CAPÍTULO 11
- Severus te lo advierto... aléjate de mí, debo terminar este ensayo para mañana, - le dijo asustada la hechicera que se encontraba casi acostada sobre el sillón arrinconada por aquel hombre que se dirigía a besar su cuello.
- Tú me retaste ahora te aguantas.
- Sev... te juro que no podría tenerte adentro una vez más, a penas puedo sentarme, así que aléjate.

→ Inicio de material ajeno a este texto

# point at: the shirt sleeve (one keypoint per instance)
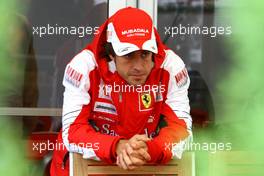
(176, 121)
(78, 135)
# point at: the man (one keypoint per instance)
(125, 98)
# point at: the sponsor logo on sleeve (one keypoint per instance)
(146, 101)
(73, 77)
(181, 78)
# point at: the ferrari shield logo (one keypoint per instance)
(146, 100)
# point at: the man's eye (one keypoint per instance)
(144, 54)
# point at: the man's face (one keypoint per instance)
(134, 67)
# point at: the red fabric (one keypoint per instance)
(129, 119)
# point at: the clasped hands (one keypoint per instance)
(132, 153)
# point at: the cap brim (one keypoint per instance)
(122, 48)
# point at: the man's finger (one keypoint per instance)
(140, 137)
(127, 160)
(142, 152)
(137, 144)
(122, 162)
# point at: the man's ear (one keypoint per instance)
(111, 57)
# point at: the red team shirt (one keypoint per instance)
(100, 108)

- ¿Te duele? - preguntó el hombre fingiendo preocupación.
- Si.
- Y si te doy besitos... ¿dolerá menos?
- ¿Besitos dónde?
- Ahí - le indicó con la mirada cargada de lujuria - Mi lengua es más suave ¿sabes?
- No voy a sacar malas notas por tu culpa, - se levantó indignada con un rastro de excitación en sus palabras, tomó sus libros y los pergaminos dirigiéndose hacia la biblioteca, mientras que Severus se quedaba acostado riéndose de ella.
- Había olvidado que eres una insufrible sabelotodo.
SS&HG
Estaba esperando a Severus afuera de una cafetería en el Callejón Diagon, ese hombre llegaba tarde y ella empezaba a impacientarse.
- Hermione.
- Ginny, hola.
- Hola, ¿qué haces aquí?
- Oh... estaba esperando a alguien, - dijo sin importancia - ¿y tú?
- Estamos dentro con mi hermano, mi cuñada y Harry ¿quieres venir en lo que llega Severus?
- Claro - respondió ignorando el ultimo nombre, entró al establecimiento y se sentó a un lado de Harry - Hola Harry, Ronald... Lavander - los tres la saludaron, dos de mala gana.
- ¿Ordena algo señorita Granger?
- Claro, tráele una copa de vino de sauco, - dijo Lavander con burla haciendo mención al pasado de la castaña.
- Un zumo de calabaza, - le respondió la hechicera ignorando lo que le dijera aquella bruja.
- ¿Y cómo va todo con Severus Hermione? - preguntó su amiga.
- Bien... feliz por mi nuevo trabajo en San Mungo.
- ¿Y lo otro?
- ¿Qué otro? - preguntó haciéndose la tonta.
- Ginny... no... no lo menciones nena, aún no me recupero del trauma.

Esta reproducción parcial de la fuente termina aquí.